In this study we showed that an automated 3D segmentation method of measurement for ureteral calculi performed similarly to the mean of three manual measurements, with 95 % limits of agreement of 0.2 ± 1.1 mm for the stone length and 0.2 ± 1.4 mm for the width in the bone window. This can be compared to the inter-reader variability for the same stones with 95 % limits of agreement among the three readers of 0.7 ± 1.3 mm, 0.7 ± 1.3 and 0.1 ± 1.1 mm for the estimation of stone width [7].

The largest differences in AUC for the prediction between the various tested manual and automated dimensions of measurement were seen in the 4-week follow-up of the lower stones subgroup, but even there the AUC only ranged from 0.75 to 0.80. In the total cohort the difference was only 0.03, which we consider to be very small. Consequently, it is of minor importance which of these size estimates we use, but of major importance that we use the chosen estimate consistently. Some authors have recommended the volume for the surveillance of stone burden because it is more sensitive to size changes than a linear one-dimensional measurement [17]. For the detection and diagnosis of a ureteral stone the volume is an unnecessarily complicated way of reporting the stone size. In this setting we recommend reporting the length in the soft tissue window as it is intuitive for both the radiologist and the urologist to use, because the predictive strength is similar using linear measures to using the area or the volume of a stone and because the impact of the inter-reader variability in upper stones is smaller compared to the stone width and compared to measurements in the bone window. Nevertheless, the manual measurements are sensitive to variability and we recommend performing measurements using an automated segmentation algorithm.

A relevant future objective would be to integrate an automated segmentation measurement tool in the daily workflow/PACS to help the radiologist perform a consistent review of the stone disease. Together with the stone location, which can also be automatically determined, a semi-automated prediction of the probability for spontaneous ureteral stone passage could be performed with just one click.

There are some limitations to this study. As it was a retrospective study, the follow-up examinations could not be standardised. At the time of the study, our urology department mainly used IVU as a follow-up examination. Obviously there was a risk of missing non-obstructive stones that were either very small or had low density using IVU. However, every radiological examination in the following 26 weeks after that diagnostic NECT was checked for possible missed stones, and we consider the risk of missing clinically significant ureteral stones to be low.

One limitation is that the same cohort of patients that was used for development of the automated measurements also was used for validation against reader size estimations, which can cause a bias towards greater accuracy. Also, the true size of the stones remains unknown. The automated measurements need further validation with another patient cohort and a natural next step would be a prospective study on patients with acute ureteral colic.
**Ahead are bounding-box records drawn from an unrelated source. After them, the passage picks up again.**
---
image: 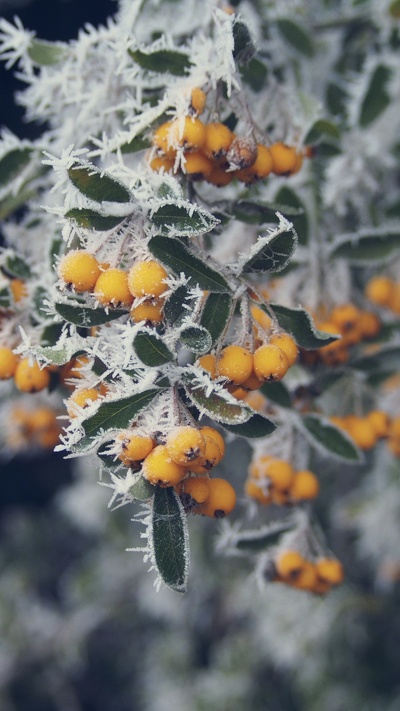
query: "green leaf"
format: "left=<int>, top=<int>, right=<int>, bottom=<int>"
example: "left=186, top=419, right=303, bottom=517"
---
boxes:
left=164, top=285, right=193, bottom=327
left=232, top=18, right=256, bottom=64
left=359, top=64, right=392, bottom=128
left=182, top=376, right=251, bottom=425
left=276, top=185, right=309, bottom=244
left=179, top=326, right=212, bottom=355
left=149, top=487, right=189, bottom=593
left=242, top=229, right=298, bottom=274
left=148, top=235, right=230, bottom=292
left=128, top=49, right=192, bottom=77
left=133, top=331, right=174, bottom=367
left=269, top=304, right=337, bottom=349
left=65, top=207, right=125, bottom=232
left=54, top=303, right=127, bottom=328
left=149, top=201, right=218, bottom=237
left=230, top=200, right=304, bottom=225
left=233, top=521, right=295, bottom=553
left=276, top=19, right=314, bottom=59
left=0, top=286, right=12, bottom=309
left=222, top=412, right=276, bottom=439
left=200, top=294, right=233, bottom=347
left=73, top=388, right=162, bottom=452
left=240, top=57, right=268, bottom=92
left=351, top=346, right=400, bottom=373
left=330, top=229, right=400, bottom=266
left=28, top=39, right=68, bottom=66
left=260, top=382, right=292, bottom=408
left=302, top=414, right=363, bottom=463
left=0, top=148, right=32, bottom=187
left=4, top=254, right=31, bottom=279
left=304, top=119, right=340, bottom=143
left=68, top=165, right=131, bottom=203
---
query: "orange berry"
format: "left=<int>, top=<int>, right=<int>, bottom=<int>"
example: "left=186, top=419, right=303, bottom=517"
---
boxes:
left=14, top=358, right=50, bottom=393
left=128, top=259, right=168, bottom=299
left=253, top=343, right=289, bottom=382
left=315, top=558, right=344, bottom=585
left=203, top=122, right=235, bottom=160
left=275, top=550, right=307, bottom=581
left=0, top=346, right=19, bottom=380
left=290, top=469, right=319, bottom=501
left=57, top=249, right=100, bottom=293
left=66, top=388, right=100, bottom=419
left=217, top=345, right=253, bottom=385
left=269, top=332, right=299, bottom=368
left=199, top=478, right=236, bottom=518
left=165, top=425, right=206, bottom=467
left=142, top=444, right=187, bottom=487
left=269, top=142, right=298, bottom=175
left=94, top=268, right=133, bottom=307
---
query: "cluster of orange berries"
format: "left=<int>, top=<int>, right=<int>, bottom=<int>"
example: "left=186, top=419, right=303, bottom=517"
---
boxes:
left=196, top=332, right=298, bottom=399
left=58, top=249, right=168, bottom=323
left=331, top=410, right=400, bottom=457
left=245, top=455, right=319, bottom=505
left=266, top=549, right=344, bottom=595
left=114, top=425, right=236, bottom=518
left=0, top=346, right=51, bottom=393
left=6, top=407, right=61, bottom=449
left=365, top=275, right=400, bottom=314
left=302, top=303, right=381, bottom=365
left=150, top=87, right=303, bottom=187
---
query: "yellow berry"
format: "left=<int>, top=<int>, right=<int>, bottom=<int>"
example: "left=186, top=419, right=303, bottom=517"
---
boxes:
left=203, top=122, right=235, bottom=160
left=269, top=142, right=298, bottom=175
left=315, top=558, right=344, bottom=585
left=269, top=333, right=299, bottom=368
left=217, top=345, right=253, bottom=385
left=0, top=346, right=19, bottom=380
left=66, top=388, right=100, bottom=419
left=130, top=299, right=164, bottom=324
left=118, top=433, right=154, bottom=465
left=275, top=550, right=307, bottom=581
left=128, top=260, right=168, bottom=299
left=57, top=249, right=100, bottom=292
left=199, top=478, right=236, bottom=518
left=290, top=469, right=319, bottom=501
left=10, top=279, right=28, bottom=304
left=365, top=275, right=394, bottom=306
left=165, top=425, right=206, bottom=467
left=94, top=268, right=133, bottom=307
left=142, top=444, right=187, bottom=487
left=14, top=358, right=50, bottom=393
left=253, top=343, right=289, bottom=382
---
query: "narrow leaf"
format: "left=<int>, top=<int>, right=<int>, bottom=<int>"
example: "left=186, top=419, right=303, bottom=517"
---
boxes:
left=133, top=331, right=174, bottom=367
left=73, top=388, right=162, bottom=452
left=149, top=487, right=189, bottom=592
left=65, top=207, right=124, bottom=232
left=0, top=148, right=32, bottom=187
left=276, top=19, right=314, bottom=59
left=270, top=304, right=337, bottom=349
left=68, top=166, right=131, bottom=202
left=54, top=303, right=127, bottom=328
left=330, top=229, right=400, bottom=266
left=150, top=201, right=218, bottom=237
left=149, top=235, right=230, bottom=292
left=179, top=326, right=212, bottom=355
left=28, top=39, right=68, bottom=66
left=200, top=294, right=233, bottom=347
left=222, top=412, right=276, bottom=439
left=128, top=49, right=191, bottom=77
left=302, top=414, right=363, bottom=463
left=359, top=64, right=392, bottom=128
A further limitation is that we have not tested different 3D segmentation models against each other and that the 3D segmentation model used in this study is not commercially available. Other approaches, such as semi-automatic algorithms, may further improve the agreement between the mean radiologist measurement and the segmentation algorithm and may therefore be preferable for the prediction of spontaneous stone passage.
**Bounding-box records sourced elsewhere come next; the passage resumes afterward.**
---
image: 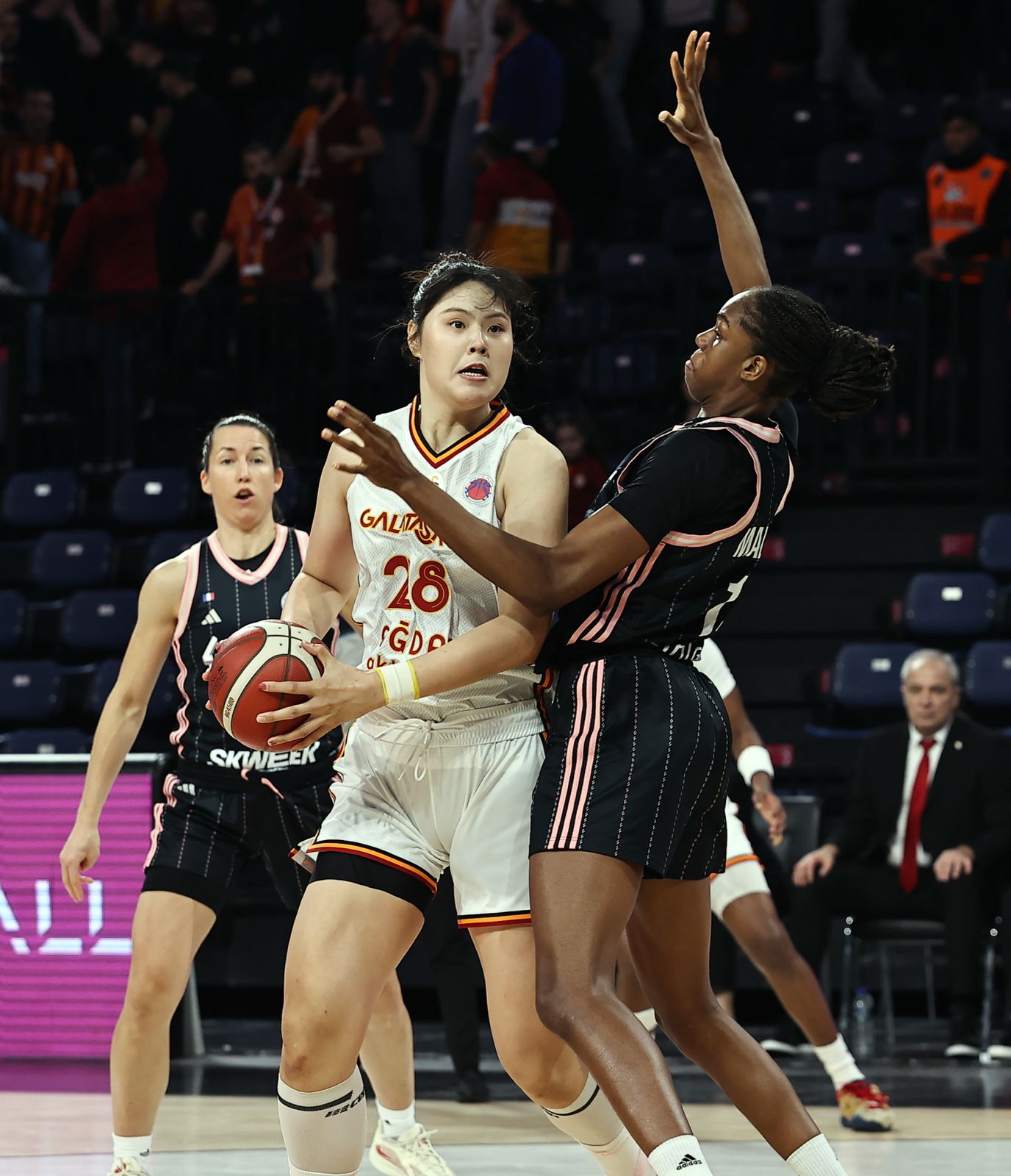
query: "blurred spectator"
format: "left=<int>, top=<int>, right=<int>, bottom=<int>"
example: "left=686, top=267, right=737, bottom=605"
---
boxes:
left=182, top=143, right=337, bottom=295
left=913, top=98, right=1011, bottom=286
left=159, top=55, right=233, bottom=286
left=555, top=420, right=608, bottom=531
left=478, top=0, right=566, bottom=167
left=782, top=649, right=1011, bottom=1057
left=278, top=57, right=384, bottom=278
left=439, top=0, right=498, bottom=249
left=354, top=0, right=439, bottom=266
left=467, top=127, right=572, bottom=278
left=53, top=115, right=166, bottom=293
left=0, top=88, right=80, bottom=294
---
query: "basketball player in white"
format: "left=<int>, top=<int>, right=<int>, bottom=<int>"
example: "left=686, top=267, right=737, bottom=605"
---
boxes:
left=261, top=254, right=649, bottom=1176
left=619, top=637, right=895, bottom=1131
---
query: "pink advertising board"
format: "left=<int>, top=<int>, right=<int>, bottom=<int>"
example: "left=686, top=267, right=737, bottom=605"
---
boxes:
left=0, top=764, right=151, bottom=1057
In conclusion, our results show that an automated 3D segmentation algorithm of stone measurement (combined with stone location) can predict the spontaneous passage of a ureteral stone with the same high accuracy as the mean of three readers’ manual stone measurements and represents a promising way of eliminating the intra- and inter-individual variability of stone measurements. More complicated measures, such as cross-sectional area or volume, do not increase the predictive accuracy compared to the length or width of a stone. With manual size estimation of upper ureteral stones, the predicted probability for spontaneous passage has large inter-reader variations, whereas the variation in lower ureteral stones is less significant.